The game of hockey divided into field hockey and ice hockey which is a favoured sport in colder areas of the world such as Canada. Field hockey evolved from ancient stick and ball team contests and became a recognised sport in the eighteenth century. It continued to evolve in the next century until the Hockey Association was formed in 1886. Like other sports, hockey was introduced around the world by British army units and officials serving in the British Empire.  It remains a popular world class sport for men and women.

The British talent for organisation. adaptation and control led to rules being devised for numerous other sports. Snooker and billiards clubs were established in most towns and tables were always available in officers’ messes across the world. Billiards was eclipsed by the related cue game of snooker when it was popularised as an ideal spectator sport with the advent of colour TV in 1969. In America neither game has achieved the popularity of their cue game Pool.

Even the brutal bareknuckle contests of prize fighting were brought into the realm of gentlemanly sport by the Queensbury rules for Pugilism aka Boxing in 1867.
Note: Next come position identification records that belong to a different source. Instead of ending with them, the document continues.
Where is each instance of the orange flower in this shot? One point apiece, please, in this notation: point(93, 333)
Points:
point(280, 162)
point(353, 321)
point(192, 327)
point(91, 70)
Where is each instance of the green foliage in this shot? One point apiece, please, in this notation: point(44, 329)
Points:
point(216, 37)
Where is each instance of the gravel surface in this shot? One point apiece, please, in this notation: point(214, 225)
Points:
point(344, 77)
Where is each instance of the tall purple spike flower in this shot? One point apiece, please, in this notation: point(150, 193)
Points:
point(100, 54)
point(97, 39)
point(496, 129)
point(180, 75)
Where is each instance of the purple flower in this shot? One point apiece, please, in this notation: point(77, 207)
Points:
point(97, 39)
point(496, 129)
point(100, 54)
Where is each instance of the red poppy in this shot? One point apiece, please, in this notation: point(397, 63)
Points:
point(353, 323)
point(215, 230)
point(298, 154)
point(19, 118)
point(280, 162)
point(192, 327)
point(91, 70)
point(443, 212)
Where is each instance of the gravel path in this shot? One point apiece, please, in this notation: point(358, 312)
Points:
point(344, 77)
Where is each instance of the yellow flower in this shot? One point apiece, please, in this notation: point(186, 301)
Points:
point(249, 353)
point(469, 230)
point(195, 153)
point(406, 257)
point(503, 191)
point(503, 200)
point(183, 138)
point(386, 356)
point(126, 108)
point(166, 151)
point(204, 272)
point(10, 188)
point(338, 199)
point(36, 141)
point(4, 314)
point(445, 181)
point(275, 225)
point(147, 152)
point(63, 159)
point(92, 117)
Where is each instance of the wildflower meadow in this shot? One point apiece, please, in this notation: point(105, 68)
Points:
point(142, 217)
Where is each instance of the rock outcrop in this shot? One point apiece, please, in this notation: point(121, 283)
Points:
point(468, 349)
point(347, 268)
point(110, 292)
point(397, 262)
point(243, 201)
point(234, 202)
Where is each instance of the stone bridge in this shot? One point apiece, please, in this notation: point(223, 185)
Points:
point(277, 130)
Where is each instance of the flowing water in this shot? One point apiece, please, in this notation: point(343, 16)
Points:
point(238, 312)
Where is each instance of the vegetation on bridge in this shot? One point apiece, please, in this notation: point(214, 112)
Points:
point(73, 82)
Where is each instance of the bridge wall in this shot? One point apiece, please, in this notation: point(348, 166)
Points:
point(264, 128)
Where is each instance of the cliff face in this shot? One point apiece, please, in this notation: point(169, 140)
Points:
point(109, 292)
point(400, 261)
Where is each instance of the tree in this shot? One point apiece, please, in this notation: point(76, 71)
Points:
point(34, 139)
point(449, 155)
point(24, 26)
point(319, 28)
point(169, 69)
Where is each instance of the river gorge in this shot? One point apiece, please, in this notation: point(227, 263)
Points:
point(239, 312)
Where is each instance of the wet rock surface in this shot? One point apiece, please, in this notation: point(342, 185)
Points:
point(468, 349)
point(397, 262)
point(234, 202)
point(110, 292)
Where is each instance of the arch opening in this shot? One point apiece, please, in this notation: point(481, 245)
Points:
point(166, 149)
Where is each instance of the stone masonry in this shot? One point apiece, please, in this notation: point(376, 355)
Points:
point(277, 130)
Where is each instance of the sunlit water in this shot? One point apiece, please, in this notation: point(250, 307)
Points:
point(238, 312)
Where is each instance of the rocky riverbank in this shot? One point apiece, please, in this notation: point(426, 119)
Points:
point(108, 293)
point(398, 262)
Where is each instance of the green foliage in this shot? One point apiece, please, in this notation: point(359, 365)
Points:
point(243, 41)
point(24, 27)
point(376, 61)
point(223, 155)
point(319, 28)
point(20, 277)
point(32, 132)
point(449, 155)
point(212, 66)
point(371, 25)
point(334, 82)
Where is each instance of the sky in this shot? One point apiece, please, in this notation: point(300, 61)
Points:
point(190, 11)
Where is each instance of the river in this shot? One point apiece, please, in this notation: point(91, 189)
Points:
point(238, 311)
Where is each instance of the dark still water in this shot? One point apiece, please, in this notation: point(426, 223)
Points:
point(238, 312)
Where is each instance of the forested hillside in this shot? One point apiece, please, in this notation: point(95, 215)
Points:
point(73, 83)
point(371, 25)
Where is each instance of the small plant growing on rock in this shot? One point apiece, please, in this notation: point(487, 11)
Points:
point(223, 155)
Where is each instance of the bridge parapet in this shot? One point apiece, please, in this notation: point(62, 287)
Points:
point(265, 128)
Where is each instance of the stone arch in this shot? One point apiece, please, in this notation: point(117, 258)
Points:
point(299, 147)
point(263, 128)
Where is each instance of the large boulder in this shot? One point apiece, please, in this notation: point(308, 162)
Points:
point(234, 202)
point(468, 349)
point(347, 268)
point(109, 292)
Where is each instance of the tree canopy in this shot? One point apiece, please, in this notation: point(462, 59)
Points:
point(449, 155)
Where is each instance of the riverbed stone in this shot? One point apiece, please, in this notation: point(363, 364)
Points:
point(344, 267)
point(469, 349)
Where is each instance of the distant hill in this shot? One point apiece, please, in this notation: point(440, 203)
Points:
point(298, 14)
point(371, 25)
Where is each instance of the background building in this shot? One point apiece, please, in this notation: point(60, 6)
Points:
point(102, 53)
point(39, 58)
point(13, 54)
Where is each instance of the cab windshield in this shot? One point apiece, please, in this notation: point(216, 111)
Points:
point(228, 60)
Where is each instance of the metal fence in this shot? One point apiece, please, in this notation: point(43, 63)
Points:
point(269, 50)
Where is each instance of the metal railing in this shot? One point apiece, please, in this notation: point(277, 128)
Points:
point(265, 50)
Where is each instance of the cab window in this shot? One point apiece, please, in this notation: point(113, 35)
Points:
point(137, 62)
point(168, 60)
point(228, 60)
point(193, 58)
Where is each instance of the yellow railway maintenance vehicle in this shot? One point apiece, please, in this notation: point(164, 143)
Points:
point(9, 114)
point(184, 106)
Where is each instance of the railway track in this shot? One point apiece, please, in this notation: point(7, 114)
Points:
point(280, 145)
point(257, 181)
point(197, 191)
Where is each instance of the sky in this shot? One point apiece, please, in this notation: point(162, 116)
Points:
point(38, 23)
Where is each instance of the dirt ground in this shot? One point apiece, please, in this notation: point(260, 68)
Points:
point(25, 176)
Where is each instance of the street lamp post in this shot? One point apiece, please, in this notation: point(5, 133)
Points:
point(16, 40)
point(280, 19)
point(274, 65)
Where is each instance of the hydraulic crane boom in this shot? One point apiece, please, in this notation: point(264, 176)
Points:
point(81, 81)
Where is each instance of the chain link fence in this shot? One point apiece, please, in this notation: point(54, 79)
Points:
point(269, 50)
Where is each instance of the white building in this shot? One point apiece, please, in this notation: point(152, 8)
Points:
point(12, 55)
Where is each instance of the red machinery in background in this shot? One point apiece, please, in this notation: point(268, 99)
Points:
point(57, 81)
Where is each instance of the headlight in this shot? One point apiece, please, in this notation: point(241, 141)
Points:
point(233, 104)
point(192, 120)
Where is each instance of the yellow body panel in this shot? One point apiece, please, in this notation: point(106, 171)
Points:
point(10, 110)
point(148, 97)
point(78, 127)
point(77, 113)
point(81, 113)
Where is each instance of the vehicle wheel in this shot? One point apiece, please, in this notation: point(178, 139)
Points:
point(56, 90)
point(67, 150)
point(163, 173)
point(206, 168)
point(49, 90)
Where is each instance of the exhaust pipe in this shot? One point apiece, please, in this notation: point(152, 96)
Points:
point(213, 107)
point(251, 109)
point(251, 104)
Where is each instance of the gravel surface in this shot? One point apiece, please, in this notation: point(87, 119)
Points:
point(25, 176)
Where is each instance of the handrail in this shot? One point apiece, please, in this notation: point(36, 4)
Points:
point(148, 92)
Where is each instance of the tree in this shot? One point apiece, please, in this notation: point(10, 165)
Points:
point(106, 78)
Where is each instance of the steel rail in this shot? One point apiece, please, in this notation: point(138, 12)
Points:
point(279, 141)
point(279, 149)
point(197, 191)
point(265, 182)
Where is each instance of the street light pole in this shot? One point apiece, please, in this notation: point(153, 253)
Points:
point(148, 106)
Horseracing over the flat, hurdles or steeplechasing is probably the longest-running and most hotly-contested of all sports Britain introduced to the world by virtue of the English Throughbred horse gene being present in racehorses around the world. The name of The Derby, England’s premier classic flat race has been adopted by other major racing events around the world and The Grand National remains the world’s most testing major steeplechase.

Motor Racing

From the mid-twentieth century British drivers and engineers were continuously at the forefront of the new Formula I Motor Racing sport. Colin Chapman of Team Lotus, Frank Williams and other British team leaders, together with British drivers such as Jackie Stewart and, lately, Lewis Hamilton, for long periods dominated the sport, which is organised and controlled by  a company led by the British entrepreneur Bernie Ecclestone.
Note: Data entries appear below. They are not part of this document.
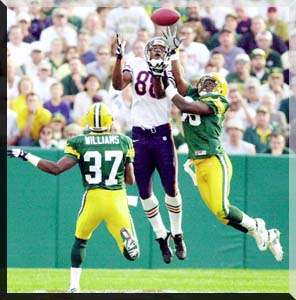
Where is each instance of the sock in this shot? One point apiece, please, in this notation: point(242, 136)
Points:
point(174, 206)
point(78, 252)
point(151, 208)
point(248, 222)
point(75, 278)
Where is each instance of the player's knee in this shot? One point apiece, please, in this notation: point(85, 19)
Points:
point(78, 252)
point(174, 204)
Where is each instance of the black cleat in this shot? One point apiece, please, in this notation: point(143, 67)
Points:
point(180, 247)
point(165, 249)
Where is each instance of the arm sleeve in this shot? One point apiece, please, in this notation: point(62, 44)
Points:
point(71, 149)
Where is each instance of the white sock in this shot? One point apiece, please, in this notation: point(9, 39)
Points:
point(248, 222)
point(174, 206)
point(151, 208)
point(75, 278)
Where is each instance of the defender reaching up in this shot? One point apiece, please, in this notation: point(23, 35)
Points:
point(105, 162)
point(152, 138)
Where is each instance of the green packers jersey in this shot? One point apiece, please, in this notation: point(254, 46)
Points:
point(102, 158)
point(202, 133)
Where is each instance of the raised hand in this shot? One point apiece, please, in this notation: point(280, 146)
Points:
point(120, 47)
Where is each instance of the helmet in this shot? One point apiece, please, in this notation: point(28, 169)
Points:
point(98, 117)
point(219, 81)
point(158, 40)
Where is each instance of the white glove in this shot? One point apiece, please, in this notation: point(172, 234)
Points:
point(120, 47)
point(157, 66)
point(171, 39)
point(17, 153)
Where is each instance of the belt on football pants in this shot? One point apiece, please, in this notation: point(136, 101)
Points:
point(154, 131)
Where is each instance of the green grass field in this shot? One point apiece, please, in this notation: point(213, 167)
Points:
point(185, 280)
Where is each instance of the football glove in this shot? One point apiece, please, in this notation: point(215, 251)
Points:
point(120, 47)
point(18, 153)
point(171, 39)
point(157, 66)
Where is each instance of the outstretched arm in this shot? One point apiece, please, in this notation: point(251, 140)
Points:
point(47, 166)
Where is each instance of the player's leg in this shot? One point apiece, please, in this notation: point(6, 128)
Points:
point(89, 217)
point(167, 166)
point(120, 224)
point(144, 167)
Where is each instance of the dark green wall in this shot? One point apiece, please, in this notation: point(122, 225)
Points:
point(42, 211)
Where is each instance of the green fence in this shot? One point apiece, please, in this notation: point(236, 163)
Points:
point(42, 211)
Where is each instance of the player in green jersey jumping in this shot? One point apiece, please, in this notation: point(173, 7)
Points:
point(105, 162)
point(203, 108)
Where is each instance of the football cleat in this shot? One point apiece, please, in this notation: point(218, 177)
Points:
point(165, 249)
point(180, 247)
point(260, 234)
point(74, 290)
point(274, 244)
point(131, 249)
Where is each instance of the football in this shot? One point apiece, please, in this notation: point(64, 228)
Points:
point(165, 17)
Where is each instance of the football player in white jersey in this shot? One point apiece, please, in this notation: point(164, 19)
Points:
point(152, 138)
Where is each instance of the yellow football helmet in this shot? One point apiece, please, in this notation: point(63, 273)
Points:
point(99, 118)
point(219, 87)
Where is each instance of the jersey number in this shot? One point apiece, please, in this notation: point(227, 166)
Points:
point(194, 120)
point(96, 167)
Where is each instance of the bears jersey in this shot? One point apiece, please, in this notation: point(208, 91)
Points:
point(202, 133)
point(102, 158)
point(147, 111)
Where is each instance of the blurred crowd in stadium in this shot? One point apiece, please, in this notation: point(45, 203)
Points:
point(60, 59)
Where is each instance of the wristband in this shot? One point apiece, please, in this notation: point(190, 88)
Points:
point(171, 92)
point(33, 159)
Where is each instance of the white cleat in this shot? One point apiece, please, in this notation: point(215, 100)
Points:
point(274, 244)
point(74, 290)
point(260, 234)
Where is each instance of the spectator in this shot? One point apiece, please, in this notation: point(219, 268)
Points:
point(31, 119)
point(198, 53)
point(84, 99)
point(19, 50)
point(252, 93)
point(234, 143)
point(258, 65)
point(102, 67)
point(43, 81)
point(276, 85)
point(12, 80)
point(264, 41)
point(93, 26)
point(25, 87)
point(45, 140)
point(248, 42)
point(242, 71)
point(228, 49)
point(244, 21)
point(275, 25)
point(64, 69)
point(86, 56)
point(56, 105)
point(277, 118)
point(13, 131)
point(59, 29)
point(288, 105)
point(277, 145)
point(127, 20)
point(39, 21)
point(56, 55)
point(239, 110)
point(73, 83)
point(24, 21)
point(31, 67)
point(260, 133)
Waterloo was won on the playing fields of Eton

The above aphorism expresses the widely-held Victorian belief that team sports instilled the benefits of discipline, a code of honour and qualities of leadership which equipped men for the arduous duties of  managing the British Empire. The poem Vita Lampada by Sir Henry Newbolt perfectly expresses the concept.

Naturally, this view was not shared by Britain’s opponents and is regarded with disdain by those who struggled to throw off British rule but, strangely enough, the sports which upheld and promoted Empire still inspire most of the independent members of the Commonwealth, who take great pleasure when their teams thrash those of their old imperial dominator. No sporting event is more viscerally contested than the Ashes Cricket series between Australia and the MCC (alias the UK). However sport remains a great unifier among the nations who have grown out of the old empire.